Once the two early-riser movements had established themselves as the prevailing oppositional forces, they set in motion national patterns for generating movement power. Korea’s labor movement left a legacy of uncompromising militancy and self-organization, while Taiwan’s environmentalists continued to rely on strategies involving pragmatism, political negotiations, and compromises. The subsequent movements – an environmental movement would follow labor movement in Korea and a labor movement would follow environmental movement in Taiwan – borrowed from and reacted to these “early-riser templates” for their organizational and cultural strategies.

This comparison reveals two sharply distinct movement trajectories structured around movement power. In both countries, labor movements enhanced their leverage by organizing strategic industries such as auto, petrochemical, postal services, and shipbuilding; both environmental movements maximized ideological power by mastering the art of public relations campaigns and grabbing news headlines.

Yet power maximization came at a price. Organized labor was tainted by claims that it represented a “labor aristocracy,” which cost it popular support. Its support base was further eroded when capital relocated plants, eliminated lifelong employment guarantees, and deployed “unorganizable” immigrant and contingent workers.

South Korea’s national labor struggle, November 13, 2003. Photo by Hwa-Jen Liu.

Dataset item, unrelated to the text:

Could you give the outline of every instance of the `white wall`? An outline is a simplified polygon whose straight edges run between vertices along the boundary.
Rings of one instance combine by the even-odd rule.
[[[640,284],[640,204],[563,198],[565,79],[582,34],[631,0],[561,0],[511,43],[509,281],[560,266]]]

Meanwhile in both countries, as environmental protection became part of public discourse, new and powerful contenders surfaced. Governmental environmental protection agencies, environmental consulting firms and private think tanks all jumped in to challenge the movements’ monopoly of environmental discourses. Further, both Taiwan’s and Korea’s environmental movements have continued to lose battles against corporate power, in part because their ecological visions have failed to include concerns about the economic survival of the poor and disadvantaged.

During crises, both labor and environmental movements have worked to acquire a second source of power, compensating for the limitations of their original advantage. Thus, labor movements sought to articulate their concerns in terms of a broad public interest, while environmental movements have tried to build greater leverage to counter corporate supremacy.

It is also at the moment of crisis that the possibility of a genuine labor-environment alliance increased, as both sides began to empathize with and appreciate each other’s predicament and accumulated skills. Labor in both cases has proved itself strong at grassroots organizing but weak in discursive production, whereas the environmental movement has tended to be stronger at discursive production and less strong in grassroots organizing. Each movement possesses a specific set of skills and natural talents that its counterpart lacks and needs.

This cross-movement comparison underscores the mutual complementarity of labor and environmental movements. Using “movement power” as a guiding concept to reorient the discussions on movement emergence, sequences, and trajectories, the cases of Taiwan and Korea reveal the basis of labor-environmental alliances. The comparison should prompt academics and activists alike to reassess the past and the future of labor and environmental movements, two forces that have significantly shaped social life – and our image of the future – in modern times.[1]

[1] A more extended argument can be found in Leverage of the Weak: Labor and Environmental Movements in Taiwan and South Korea, 2015, Minneapolis: University of Minnesota Press.